Recent facebook post by Murry, re-posted with permission and slightly edited; he spent 26 years as a smokejumper followed by 22 seasons on a Cal Fire lookout, and he theorizes that much of the public land in the West has burned because we’re under-utilizing smokejumpers.
Guest post by MURRY TAYLOR
Since 2020 smokejumpers have averaged only 4.5 fire jumps each season. That’s a terrible under-utilization of an important firefighting resource. In the past we easily jumped twice that many, and some years four times as many. I’ve seen it many times while on the Duzel Rock lookout southeast of Happy Camp, California — fires were not staffed for a day or two and then went big and cost tens or even hundreds of millions while the jumpers sat unused.

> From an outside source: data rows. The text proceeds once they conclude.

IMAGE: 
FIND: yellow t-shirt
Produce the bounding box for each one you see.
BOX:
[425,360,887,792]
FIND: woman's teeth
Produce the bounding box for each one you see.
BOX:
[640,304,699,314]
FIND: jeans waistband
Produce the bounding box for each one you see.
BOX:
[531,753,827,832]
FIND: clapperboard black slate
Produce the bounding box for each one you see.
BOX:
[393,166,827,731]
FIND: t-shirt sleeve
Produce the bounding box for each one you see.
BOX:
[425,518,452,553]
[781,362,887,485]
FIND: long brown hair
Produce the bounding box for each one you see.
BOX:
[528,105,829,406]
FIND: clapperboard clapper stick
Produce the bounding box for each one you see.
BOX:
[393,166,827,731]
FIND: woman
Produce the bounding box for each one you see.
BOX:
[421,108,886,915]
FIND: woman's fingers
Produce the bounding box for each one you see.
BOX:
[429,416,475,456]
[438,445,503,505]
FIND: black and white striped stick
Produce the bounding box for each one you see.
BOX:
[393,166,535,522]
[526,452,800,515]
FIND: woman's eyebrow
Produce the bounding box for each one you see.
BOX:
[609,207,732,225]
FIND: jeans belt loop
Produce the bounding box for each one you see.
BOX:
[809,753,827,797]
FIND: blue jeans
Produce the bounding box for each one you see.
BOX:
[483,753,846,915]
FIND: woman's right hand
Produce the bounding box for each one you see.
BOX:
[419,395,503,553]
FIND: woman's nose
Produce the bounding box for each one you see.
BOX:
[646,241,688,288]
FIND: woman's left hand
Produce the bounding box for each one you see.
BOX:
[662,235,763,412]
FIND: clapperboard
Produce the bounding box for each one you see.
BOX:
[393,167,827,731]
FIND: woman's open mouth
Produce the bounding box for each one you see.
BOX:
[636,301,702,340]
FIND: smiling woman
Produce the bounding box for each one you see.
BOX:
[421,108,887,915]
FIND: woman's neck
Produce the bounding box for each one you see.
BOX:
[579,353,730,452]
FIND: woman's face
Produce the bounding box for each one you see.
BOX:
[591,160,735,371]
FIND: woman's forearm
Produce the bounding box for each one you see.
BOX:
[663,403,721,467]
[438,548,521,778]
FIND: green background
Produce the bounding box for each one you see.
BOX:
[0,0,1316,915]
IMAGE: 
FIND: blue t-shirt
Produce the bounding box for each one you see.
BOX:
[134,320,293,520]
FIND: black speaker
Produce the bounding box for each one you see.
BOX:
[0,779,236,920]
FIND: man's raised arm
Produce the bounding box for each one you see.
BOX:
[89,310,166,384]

There seems to be a lack of understanding among fire managers in the Forest Service about the capability of these jumpers. Dispatchers have said they didn’t put jumpers on a fire because the “trees were too tall,” or the “winds were too strong.” Clearly they didn’t understand that jumpers carry 150-foot let-down ropes, and they have a spotter in the plane throwing streamers, so they know EXACTLY what the wind is like over the fire.

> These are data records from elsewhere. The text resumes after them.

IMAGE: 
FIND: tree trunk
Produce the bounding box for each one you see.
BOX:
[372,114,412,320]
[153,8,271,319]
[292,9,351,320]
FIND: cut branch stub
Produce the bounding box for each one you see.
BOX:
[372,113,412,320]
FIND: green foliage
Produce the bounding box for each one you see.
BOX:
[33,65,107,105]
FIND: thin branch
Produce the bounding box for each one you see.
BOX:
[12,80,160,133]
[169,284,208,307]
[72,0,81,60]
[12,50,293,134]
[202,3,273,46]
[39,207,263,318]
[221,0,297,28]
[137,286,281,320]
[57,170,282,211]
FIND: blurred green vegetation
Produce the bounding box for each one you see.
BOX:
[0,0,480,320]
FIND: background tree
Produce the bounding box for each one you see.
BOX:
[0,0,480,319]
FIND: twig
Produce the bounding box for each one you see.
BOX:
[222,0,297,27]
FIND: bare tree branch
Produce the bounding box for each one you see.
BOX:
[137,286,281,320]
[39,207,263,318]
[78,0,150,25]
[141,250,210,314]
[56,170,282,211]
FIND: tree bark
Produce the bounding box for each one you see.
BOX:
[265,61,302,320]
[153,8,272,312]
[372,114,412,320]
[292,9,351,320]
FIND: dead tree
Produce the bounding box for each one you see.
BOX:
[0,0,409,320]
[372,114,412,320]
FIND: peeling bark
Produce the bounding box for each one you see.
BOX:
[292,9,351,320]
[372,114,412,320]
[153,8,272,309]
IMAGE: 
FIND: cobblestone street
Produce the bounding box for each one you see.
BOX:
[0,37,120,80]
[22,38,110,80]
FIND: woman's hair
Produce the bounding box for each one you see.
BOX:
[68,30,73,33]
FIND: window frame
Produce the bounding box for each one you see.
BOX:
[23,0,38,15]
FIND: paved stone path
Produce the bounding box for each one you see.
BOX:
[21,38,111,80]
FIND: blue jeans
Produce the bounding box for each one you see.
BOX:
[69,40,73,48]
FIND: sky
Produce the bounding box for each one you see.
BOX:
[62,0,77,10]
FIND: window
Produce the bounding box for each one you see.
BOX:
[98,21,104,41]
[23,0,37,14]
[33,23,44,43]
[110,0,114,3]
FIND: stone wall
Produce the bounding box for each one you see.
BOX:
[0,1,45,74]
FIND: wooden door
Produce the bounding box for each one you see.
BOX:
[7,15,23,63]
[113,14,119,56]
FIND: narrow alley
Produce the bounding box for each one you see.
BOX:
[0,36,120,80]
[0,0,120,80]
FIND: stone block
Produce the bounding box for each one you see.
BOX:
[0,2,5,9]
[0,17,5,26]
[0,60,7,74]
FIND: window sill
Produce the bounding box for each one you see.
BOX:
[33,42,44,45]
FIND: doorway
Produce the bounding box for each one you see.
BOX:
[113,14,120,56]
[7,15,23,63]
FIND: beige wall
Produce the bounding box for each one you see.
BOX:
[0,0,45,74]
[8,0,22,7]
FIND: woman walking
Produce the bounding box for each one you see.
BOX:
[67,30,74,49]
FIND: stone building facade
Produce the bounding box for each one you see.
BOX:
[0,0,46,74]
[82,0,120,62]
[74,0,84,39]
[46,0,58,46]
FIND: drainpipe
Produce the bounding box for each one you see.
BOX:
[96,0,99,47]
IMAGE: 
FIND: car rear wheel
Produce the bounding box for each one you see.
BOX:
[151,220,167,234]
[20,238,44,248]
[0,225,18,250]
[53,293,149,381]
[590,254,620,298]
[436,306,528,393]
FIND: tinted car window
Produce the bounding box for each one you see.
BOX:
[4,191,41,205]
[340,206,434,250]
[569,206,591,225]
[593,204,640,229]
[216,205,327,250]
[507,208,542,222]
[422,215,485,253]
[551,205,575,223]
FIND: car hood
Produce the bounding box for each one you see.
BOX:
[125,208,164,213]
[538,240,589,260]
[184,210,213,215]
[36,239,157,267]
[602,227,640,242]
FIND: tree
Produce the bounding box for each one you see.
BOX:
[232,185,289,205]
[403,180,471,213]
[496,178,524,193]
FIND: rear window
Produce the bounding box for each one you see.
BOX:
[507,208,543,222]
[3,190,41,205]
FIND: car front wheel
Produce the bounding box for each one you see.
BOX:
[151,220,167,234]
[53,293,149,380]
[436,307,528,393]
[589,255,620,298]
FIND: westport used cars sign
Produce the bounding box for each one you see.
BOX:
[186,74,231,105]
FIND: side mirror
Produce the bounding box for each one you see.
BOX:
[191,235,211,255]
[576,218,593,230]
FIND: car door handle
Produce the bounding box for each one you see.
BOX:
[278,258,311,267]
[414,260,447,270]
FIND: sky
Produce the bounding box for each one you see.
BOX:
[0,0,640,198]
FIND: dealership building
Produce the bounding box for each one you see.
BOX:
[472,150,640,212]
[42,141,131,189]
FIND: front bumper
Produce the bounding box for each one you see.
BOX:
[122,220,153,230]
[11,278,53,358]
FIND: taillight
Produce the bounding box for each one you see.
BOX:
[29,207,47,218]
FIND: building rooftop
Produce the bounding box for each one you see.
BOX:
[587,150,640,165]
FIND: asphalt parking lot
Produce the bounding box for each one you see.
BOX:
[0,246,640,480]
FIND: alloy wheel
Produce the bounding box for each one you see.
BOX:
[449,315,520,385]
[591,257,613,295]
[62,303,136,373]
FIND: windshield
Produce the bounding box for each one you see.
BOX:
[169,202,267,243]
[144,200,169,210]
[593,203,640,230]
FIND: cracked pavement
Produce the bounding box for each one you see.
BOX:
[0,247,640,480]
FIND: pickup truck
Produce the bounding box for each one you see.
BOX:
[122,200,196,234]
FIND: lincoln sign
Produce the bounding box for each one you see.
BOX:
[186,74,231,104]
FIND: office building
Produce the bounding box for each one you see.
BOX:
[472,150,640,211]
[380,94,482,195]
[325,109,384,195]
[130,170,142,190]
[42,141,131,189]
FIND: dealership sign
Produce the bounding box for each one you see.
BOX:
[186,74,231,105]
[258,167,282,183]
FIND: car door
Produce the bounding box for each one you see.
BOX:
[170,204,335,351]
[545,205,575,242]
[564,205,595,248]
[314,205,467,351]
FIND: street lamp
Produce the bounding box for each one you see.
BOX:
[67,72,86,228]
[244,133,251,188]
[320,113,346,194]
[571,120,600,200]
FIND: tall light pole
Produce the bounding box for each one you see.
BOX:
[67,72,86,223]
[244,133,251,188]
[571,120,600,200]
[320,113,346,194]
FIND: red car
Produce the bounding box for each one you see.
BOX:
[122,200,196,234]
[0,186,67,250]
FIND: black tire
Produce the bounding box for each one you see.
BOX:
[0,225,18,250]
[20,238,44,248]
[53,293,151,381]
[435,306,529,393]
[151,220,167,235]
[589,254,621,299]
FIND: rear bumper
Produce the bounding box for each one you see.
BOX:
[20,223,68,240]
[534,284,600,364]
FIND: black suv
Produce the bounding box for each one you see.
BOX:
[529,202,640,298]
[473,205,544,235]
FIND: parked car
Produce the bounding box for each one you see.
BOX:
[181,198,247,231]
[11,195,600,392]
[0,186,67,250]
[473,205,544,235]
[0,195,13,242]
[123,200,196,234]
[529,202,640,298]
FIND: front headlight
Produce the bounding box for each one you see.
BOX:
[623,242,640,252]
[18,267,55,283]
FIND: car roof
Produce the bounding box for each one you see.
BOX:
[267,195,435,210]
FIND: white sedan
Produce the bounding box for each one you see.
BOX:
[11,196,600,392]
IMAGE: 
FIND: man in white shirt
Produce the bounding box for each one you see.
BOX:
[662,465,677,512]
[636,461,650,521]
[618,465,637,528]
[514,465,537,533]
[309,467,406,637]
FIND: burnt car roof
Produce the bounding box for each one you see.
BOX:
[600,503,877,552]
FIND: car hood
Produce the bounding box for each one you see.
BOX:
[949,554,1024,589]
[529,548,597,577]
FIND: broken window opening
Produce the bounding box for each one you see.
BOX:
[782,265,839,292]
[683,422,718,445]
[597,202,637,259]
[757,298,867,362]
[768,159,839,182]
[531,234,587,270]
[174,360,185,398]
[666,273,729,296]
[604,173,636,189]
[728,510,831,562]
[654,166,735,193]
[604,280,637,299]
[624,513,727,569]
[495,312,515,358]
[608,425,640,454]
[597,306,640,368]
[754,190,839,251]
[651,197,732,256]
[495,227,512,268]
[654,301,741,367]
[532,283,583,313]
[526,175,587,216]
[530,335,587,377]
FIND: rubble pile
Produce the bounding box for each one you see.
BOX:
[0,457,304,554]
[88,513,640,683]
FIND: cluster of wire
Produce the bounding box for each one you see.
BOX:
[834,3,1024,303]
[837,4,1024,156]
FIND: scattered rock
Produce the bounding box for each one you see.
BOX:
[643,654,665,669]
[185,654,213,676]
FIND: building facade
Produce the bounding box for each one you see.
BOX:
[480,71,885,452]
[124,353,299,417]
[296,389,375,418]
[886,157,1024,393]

The good news is that things seem to be changing for the better. Allowing jumpers to get back to 10-plus fire jumps per season would save big money and lots of acres. For those who think we need to get more fire back on the land, all I can say is, Don’t worry, there’s going to be plenty of that given the way fires burn now. The policy of putting ALL these early season fires out while small would be a big help. That way, when August — the toughest part of fire season — arrives, the handcrews wouldn’t be exhausted and scattered all over hell, and the skies wouldn’t be filled with smoke so that Air Ops are critically limited.
Jumpers and hotshots tell me that Yes, sometimes the fuels and new fire weather are factors in making fires harder to catch. But MOSTLY, they say, there’s always something that can be done to catch these fires if they are hit while small.
The Rogue River–Siskiyou National Forest in southern Oregon has taken a more aggressive approach to putting fires out when small. In the last three seasons they’ve had 192 fires and burned only 50 acres. This was achieved by pre-positioning jumpers during lightning storms, better utilization of rappellers, and contract fire resources.
I wrote a post on this topic a couple years ago. Over and over, while on the Duzel Rock lookout, I’ve heard that certain fires weren’t attacked early because the country was “too steep and too rough.”